De vraag: "Vanaf welk aantal kopieën per maand zijn de kosten voor het gebruiken van deze kopieermachine even groot als de inkomsten?" is een vergelijking.
Noem je het aantal kopieën per maand `a` , dan kun je de vergelijking schrijven als:
`150 + 0,075 * a = 0,10 * a`
In een vergelijking zijn twee uitdrukkingen met één of meer variabelen gelijk aan
elkaar.
Je zoekt dan de waarden van de variabele(n) die daarvoor zorgen.
De waarden van
`a`
die deze vergelijking waar maken heten de oplossingen van de vergelijking.
Deze vergelijking heeft één oplossing:
`a = 6000`
.
Ga maar na:
`150 + 0,075 * 6000 = 0,10 * 6000`
.
Maar hoe kom je aan die oplossing en waarom is er maar één? Misschien zie je het hier wel meteen...
Stel je wilt de vergelijking `150 + 0,075 * a = 0,10 * a` oplossen.
Als je niet meteen de oplossing ziet, kun je er altijd uitkomen door getallen voor
`a`
te proberen.
Dat noem je substitueren (
`a`
vervangen door een getal).
Doe dat wel systematisch, dus met een tabel.
Links van het is-gelijk-teken heb je:
`L = 150 + 0,075 * a`
.
Rechts van het is-gelijk-teken heb je:
`R = 0,10 * a`
.
`a` | 0 | 1000 | 2000 | 3000 | 4000 | 5000 | 6000 | 7000 | 8000 |
`L` | 150 | 225 | 300 | 375 | 450 | 525 | 600 | 675 | 750 |
`R` | 0 | 100 | 200 | 300 | 400 | 500 | 600 | 700 | 800 |
Je hebt geluk, de oplossing zit meteen in de tabel: bij
`a = 6000`
zijn
`L`
en
`R`
gelijk!
Vaak moet je nog verder zoeken door de tabel te verfijnen.

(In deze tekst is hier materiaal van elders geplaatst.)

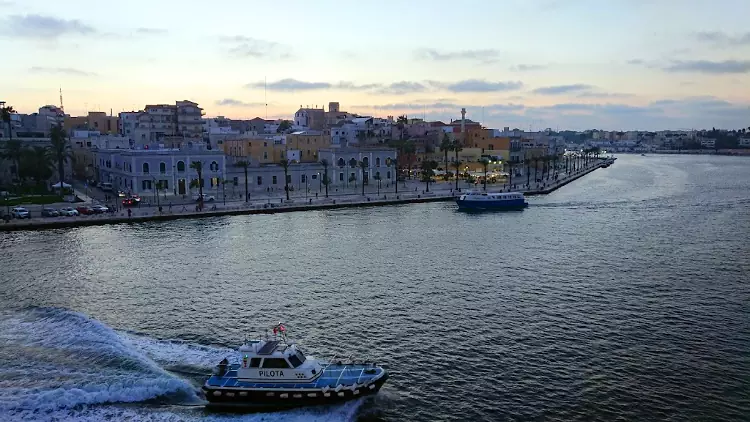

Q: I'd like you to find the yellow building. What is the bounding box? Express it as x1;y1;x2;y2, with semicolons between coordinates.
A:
286;130;331;163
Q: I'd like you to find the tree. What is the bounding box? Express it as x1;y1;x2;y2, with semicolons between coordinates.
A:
2;139;23;178
523;158;531;186
479;158;490;191
440;133;452;180
320;159;331;198
18;146;54;185
190;161;203;211
279;158;292;201
396;114;409;141
451;141;464;190
0;106;16;141
387;158;398;193
359;160;370;196
421;160;438;192
276;120;292;133
453;159;461;190
50;124;73;192
234;160;250;202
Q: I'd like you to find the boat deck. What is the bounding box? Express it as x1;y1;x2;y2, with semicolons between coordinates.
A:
206;364;383;389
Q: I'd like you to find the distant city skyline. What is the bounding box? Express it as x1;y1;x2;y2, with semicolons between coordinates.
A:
0;0;750;130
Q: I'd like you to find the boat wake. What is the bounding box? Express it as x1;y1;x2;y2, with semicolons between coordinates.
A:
0;307;370;421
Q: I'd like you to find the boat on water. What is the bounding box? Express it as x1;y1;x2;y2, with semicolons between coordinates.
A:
456;192;529;211
203;323;388;408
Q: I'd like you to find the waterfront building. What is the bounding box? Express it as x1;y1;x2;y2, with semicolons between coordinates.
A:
320;147;398;187
286;129;331;163
94;143;226;195
294;105;326;130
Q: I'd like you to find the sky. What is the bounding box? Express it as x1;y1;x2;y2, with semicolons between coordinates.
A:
0;0;750;130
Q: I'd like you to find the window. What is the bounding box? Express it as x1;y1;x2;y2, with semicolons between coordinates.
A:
261;358;289;369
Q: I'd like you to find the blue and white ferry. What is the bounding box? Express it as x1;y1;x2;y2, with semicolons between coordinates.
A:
203;323;388;407
456;192;529;211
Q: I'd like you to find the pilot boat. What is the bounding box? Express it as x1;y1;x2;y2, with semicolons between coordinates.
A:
203;323;388;407
456;192;529;211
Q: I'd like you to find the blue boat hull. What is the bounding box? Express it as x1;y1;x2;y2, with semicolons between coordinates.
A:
203;365;388;409
456;199;529;211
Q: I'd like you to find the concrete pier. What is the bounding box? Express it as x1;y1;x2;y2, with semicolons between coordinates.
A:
0;160;612;231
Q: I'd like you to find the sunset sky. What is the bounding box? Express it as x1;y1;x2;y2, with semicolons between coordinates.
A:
0;0;750;130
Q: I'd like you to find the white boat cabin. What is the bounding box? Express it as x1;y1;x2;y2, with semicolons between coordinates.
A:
237;340;323;383
461;192;524;201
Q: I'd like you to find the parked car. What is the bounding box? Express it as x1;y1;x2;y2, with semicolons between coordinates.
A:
60;207;78;217
10;207;31;218
76;205;96;215
193;193;216;202
122;198;138;207
42;208;60;217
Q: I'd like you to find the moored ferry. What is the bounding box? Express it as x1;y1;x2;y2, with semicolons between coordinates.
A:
203;323;388;407
456;192;529;211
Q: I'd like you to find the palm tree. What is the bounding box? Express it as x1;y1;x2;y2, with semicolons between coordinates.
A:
389;158;398;193
451;141;464;190
234;160;250;202
19;146;54;185
421;160;438;192
190;161;203;211
1;139;23;181
50;124;73;192
279;158;292;201
396;114;409;141
453;160;461;190
523;158;532;186
440;133;452;180
0;106;16;141
479;158;490;191
320;159;330;198
359;160;369;196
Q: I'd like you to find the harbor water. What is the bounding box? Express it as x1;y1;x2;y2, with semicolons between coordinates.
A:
0;155;750;421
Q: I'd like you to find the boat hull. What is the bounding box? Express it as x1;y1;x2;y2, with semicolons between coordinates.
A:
456;199;529;211
203;373;388;408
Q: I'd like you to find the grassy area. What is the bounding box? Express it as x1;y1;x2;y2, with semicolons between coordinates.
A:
0;195;65;207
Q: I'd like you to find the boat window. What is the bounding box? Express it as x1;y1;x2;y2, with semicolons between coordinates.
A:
288;355;302;368
262;358;289;369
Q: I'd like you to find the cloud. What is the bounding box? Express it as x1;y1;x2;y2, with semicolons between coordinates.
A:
693;31;750;46
216;98;266;107
0;14;98;40
29;66;96;76
414;48;500;63
220;35;292;59
663;60;750;75
510;64;549;72
135;28;168;35
435;79;523;92
532;84;594;95
377;81;427;95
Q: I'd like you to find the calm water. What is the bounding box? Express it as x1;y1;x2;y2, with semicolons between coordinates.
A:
0;156;750;421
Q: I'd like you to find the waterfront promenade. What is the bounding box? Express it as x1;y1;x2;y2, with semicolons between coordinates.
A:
0;160;612;231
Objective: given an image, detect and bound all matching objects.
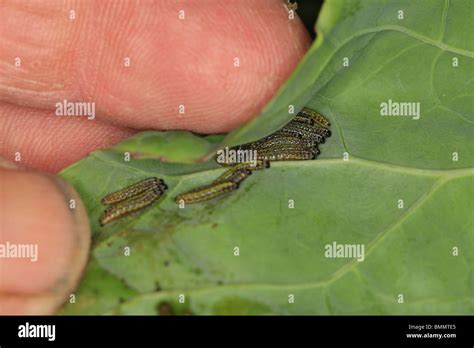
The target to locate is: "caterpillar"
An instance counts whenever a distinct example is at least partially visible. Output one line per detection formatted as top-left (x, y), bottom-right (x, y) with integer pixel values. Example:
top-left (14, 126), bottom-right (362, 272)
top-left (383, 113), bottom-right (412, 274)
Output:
top-left (101, 178), bottom-right (168, 204)
top-left (99, 178), bottom-right (168, 226)
top-left (277, 122), bottom-right (326, 144)
top-left (252, 134), bottom-right (317, 151)
top-left (176, 108), bottom-right (331, 204)
top-left (213, 160), bottom-right (270, 183)
top-left (176, 181), bottom-right (239, 204)
top-left (257, 147), bottom-right (320, 161)
top-left (295, 108), bottom-right (331, 128)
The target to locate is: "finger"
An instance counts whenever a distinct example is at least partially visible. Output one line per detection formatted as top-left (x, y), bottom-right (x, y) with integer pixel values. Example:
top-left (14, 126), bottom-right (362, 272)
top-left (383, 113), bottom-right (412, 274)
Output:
top-left (0, 0), bottom-right (310, 133)
top-left (0, 102), bottom-right (134, 172)
top-left (0, 161), bottom-right (90, 314)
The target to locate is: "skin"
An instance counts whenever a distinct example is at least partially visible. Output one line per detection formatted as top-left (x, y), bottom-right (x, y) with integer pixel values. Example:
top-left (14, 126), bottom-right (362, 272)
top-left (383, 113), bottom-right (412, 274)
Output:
top-left (0, 0), bottom-right (310, 314)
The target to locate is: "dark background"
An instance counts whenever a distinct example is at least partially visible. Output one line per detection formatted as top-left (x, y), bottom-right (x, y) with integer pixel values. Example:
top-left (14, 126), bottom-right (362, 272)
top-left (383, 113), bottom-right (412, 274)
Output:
top-left (292, 0), bottom-right (324, 40)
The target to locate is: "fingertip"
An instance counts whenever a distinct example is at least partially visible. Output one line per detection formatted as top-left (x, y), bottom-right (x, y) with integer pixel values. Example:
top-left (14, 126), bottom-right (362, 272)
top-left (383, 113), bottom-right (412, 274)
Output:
top-left (0, 164), bottom-right (90, 314)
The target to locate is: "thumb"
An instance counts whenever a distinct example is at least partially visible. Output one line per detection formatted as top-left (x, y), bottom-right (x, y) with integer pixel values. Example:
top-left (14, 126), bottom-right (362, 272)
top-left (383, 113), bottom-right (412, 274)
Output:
top-left (0, 158), bottom-right (90, 315)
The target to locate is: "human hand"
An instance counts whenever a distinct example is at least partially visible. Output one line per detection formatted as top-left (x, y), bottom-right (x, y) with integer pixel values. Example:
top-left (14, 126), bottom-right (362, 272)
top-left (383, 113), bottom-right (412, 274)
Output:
top-left (0, 0), bottom-right (310, 314)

Dan kun je een grafiek gebruiken: bij een snijpunt zijn
`L`
en
`R`
gelijk.
De waarde van
`a`
die daarbij hoort kun je aflezen (vaak: schatten).
In dit geval zijn de grafieken rechte lijnen en is er maar één snijpunt, en dus precies
één oplossing...
Op school komt een nieuwe een kopieermachine. Leerlingen mogen daar voor 10 cent per
kopie gebruik van maken.
De school moet deze machine huren voor
€
220,00 per maand en elke kopie kost de school 8,5 cent.
De vraag is: "Vanaf welk aantal kopieën per maand zijn de kosten voor het gebruiken van deze kopieermachine
even groot als de inkomsten?"
Welke vergelijking hoort hier bij?
Los deze vergelijking op door tabellen te maken en bijbehorende grafieken te tekenen.
Probeer zo nauwkeurig mogelijk uit de figuur af te lezen wat het antwoord op de vraag zou moeten zijn.
Het probleem van de vorige opgave is niet exact op te lossen met behulp van de grafiek.
Waarom is dat in dit geval ook niet nodig?
Hoe zou je de vraag nauwkeuriger kunnen beantwoorden?